Clearwater Analytics is looking for a technical expert in building out and refining the DevOps discipline within an enterprise SaaS environment, someone who is focused on continuous integration, continuous deployment and promoting the productivity of all of Engineering. As a Site Reliability Engineer, you will be building, evolving, and operating the infrastructure automation platform used to power our Services. You will need to ensure that our production environment is operating and performing optimized and efficiently; and that software is released and deployed in an efficient and streamlined manner, from development all the way to production. This is a hands-on operational role with a balanced amount of tool and infrastructure development, including advanced scripting and automation. You will be supporting our systems/ security/ tools/ processes infrastructure – on premises or external cloud, and support the entire stack for our service offering.
- Design, develop and deliver software to improve the availability, scalability, latency, and efficiency of Clearwater Analytics’ services.
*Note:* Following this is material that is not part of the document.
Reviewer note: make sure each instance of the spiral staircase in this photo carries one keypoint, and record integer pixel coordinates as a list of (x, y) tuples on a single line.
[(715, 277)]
- Solve problems relating to mission critical services and build automation to prevent problem recurrence; with the goal of automating response to all non-exceptional service conditions.
- Work with engineering to deploy and operate cloud services and related projects from development to production
- Maintenance and configuration of internal applications and a number of data security and data management processes.
- Influence and create new designs, architectures, standards and methods for large-scale distributed systems.
- Engage in service capacity planning and demand forecasting, software performance analysis and system tuning.
- Conduct periodic on call duties.
- Assertiveness & creative ideas are mandatory.
- Excellent interpersonal skills suitable for user support, including the ability to lead projects with peer-level engineers/managers.
- Exceptional communication skills – both written and oral (one-on-one and group).
- Strong analytical, problem-solving, and decision-making skills.
- Must have self-starting personality, unafraid to display initiative and innovation on the job.
- Experience in one or more of: Java or scripting experience in Shell and Python
- Experience working with Unix/Linux systems from kernel to shell and beyond, with experience working with system libraries, file systems, and client-server protocols
- Understanding of Automation tools: Jenkins, Gitlab, Artifactory, Jira
- Networking: experience with network theory e.g. TCP/IP, UDP, ICMP, etc., MAC addresses, IP packets, DNS, OSI layers, and load balancing
- Knowledge on Cloud-based services - preferably AWS including but not limited to: EC2, S3, Cloudfront, EBS, SQS, etc.
- Knowledge of configuration management tools to help you manage software and system changes repeatedly and predictably (Puppet, Chef, Docker, Salt, Automated Testing).
- Experience in analysis and building metrics gathering systems (Newrelic, Datadog, AppDynamics, etc)
- MS in Computer Science or a related field OR BS (4 yr) in Computer Science or a related field with 3+ years of experience directly related to the duties and responsibilities specified.
- Expertise in designing, analyzing and troubleshooting large-scale distributed systems.
- In-depth knowledge of operating systems (processes, threads, concurrency issues, locks, mutexes, semaphores, monitors and how they work).
- Familiarity with algorithms, data structures and complexity analysis.
- Systematic problem solving approach, coupled with a strong sense of ownership and drive.
- Ability to manage multiple projects with competing priorities.
- A track record of maintaining and improving skills in existing and emerging open source technologies through training or self-research.
- Love to learn, enjoy troubleshooting and thinking through complicated problems.
- Ability to manage time effectively in a fast-paced, customer-focused, changing environment.
- Comfortable with collaboration, open communication and reaching across functional borders.
- Willingness and ability to maintain a positive, quality-oriented, reliable, and flexible attitude.
- Willingness and ability to do what it takes to achieve objectives, including off-hours support or tasks.